Tuesday, September 10, 2013

95% of new wealth created 2009 to 2012 in USA went to top 1% income earners


"Some 95% of 2009-2012 Income Gains Went to Wealthiest 1%"
2013-09-10 by  Brenda Cronin [http://blogs.wsj.com/economics/2013/09/10/some-95-of-2009-2012-income-gains-went-to-wealthiest-1/]:
Research released this month shows that the incomes of the well-off have largely climbed back from the toll of the most recent recession while those of the poor have yet to start recovering.
According to the latest version of “Striking it Richer: The Evolution of Top Incomes in the United States,” by Emmanuel Saez, of the University of California, Berkeley, the income inequality gap has been expanding, rather than narrowing, as the 2007-2009 recession recedes. That trend has been unfolding for more than 30 years, with the highest earners only temporarily set back by the most recent downturn.
The findings, based in part on U.S. income-tax data and census figures, update Mr.
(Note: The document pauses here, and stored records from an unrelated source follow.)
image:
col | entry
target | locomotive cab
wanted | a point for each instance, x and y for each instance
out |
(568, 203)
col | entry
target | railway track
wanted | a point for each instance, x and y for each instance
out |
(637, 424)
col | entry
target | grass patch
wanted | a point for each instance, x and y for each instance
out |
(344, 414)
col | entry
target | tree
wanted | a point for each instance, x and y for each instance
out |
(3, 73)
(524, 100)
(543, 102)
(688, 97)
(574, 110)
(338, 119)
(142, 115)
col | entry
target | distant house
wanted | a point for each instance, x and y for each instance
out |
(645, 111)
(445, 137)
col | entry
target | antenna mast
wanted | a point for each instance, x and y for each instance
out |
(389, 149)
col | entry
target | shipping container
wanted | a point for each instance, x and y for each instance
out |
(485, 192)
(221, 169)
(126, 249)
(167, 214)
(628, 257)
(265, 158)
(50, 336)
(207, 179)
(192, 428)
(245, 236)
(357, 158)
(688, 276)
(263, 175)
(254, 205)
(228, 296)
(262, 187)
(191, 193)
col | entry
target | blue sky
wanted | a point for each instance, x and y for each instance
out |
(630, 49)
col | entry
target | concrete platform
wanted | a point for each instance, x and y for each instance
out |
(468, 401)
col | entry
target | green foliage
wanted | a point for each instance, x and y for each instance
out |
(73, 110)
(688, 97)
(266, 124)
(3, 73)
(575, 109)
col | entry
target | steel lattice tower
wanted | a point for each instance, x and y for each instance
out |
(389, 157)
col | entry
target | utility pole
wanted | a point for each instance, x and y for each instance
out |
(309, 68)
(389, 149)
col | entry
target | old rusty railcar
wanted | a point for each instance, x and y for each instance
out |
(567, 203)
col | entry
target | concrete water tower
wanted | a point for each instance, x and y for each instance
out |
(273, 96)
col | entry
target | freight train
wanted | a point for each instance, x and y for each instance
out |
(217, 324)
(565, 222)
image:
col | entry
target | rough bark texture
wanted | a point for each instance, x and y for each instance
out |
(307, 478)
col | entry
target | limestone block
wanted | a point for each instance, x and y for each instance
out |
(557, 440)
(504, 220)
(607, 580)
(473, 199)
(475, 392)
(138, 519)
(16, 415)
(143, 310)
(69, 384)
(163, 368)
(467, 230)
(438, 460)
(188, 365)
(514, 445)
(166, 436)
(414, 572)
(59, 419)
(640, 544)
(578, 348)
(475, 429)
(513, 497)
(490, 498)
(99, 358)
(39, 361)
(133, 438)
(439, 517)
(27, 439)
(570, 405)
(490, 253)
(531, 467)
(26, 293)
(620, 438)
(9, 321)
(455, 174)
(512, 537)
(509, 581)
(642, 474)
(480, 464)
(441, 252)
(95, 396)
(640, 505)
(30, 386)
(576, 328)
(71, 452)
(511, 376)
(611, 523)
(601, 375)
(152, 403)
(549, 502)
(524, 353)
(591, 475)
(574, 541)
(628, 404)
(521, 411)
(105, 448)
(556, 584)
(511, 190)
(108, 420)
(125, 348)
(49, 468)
Saez’s earlier work with Thomas Picketty, with initial income estimates for 2012. The research will be updated again in January 2014.

Among the highlights:
* All told, average inflation-adjusted income per family climbed 6% between 2009 and 2012, the first years of the economic recovery. During that period, the top 1% saw their incomes climb 31.4% — or, 95% of the total gain — while the bottom 99% saw growth of 0.4%.
* Last year, the richest 10% received more than half of all income — 50.5%, or the largest share since such record-keeping began in 1917. Here is how the top earners break down: Top 1%: incomes above $394,000 in 2012; Top 5%: incomes between $161,000 and $394,000; Top 10%: incomes between $114,000 and $161,000.
* The housing and stock markets give and they also take away. The one-percenters saw their incomes slide 36.3% during the 2007-2009 recession; incomes of the 99-percenters fell 11.6% during the downturn. “The fall in top decile income share from 2007 to 2009 is actually less than during the 2001 recession from 2000 to 2002, in part because the Great Recession has hit bottom 99% incomes much harder than the 2001 recession, and in part because upper incomes excluding realized capital gains have resisted relatively well during the Great Recession,” Mr. Saez wrote.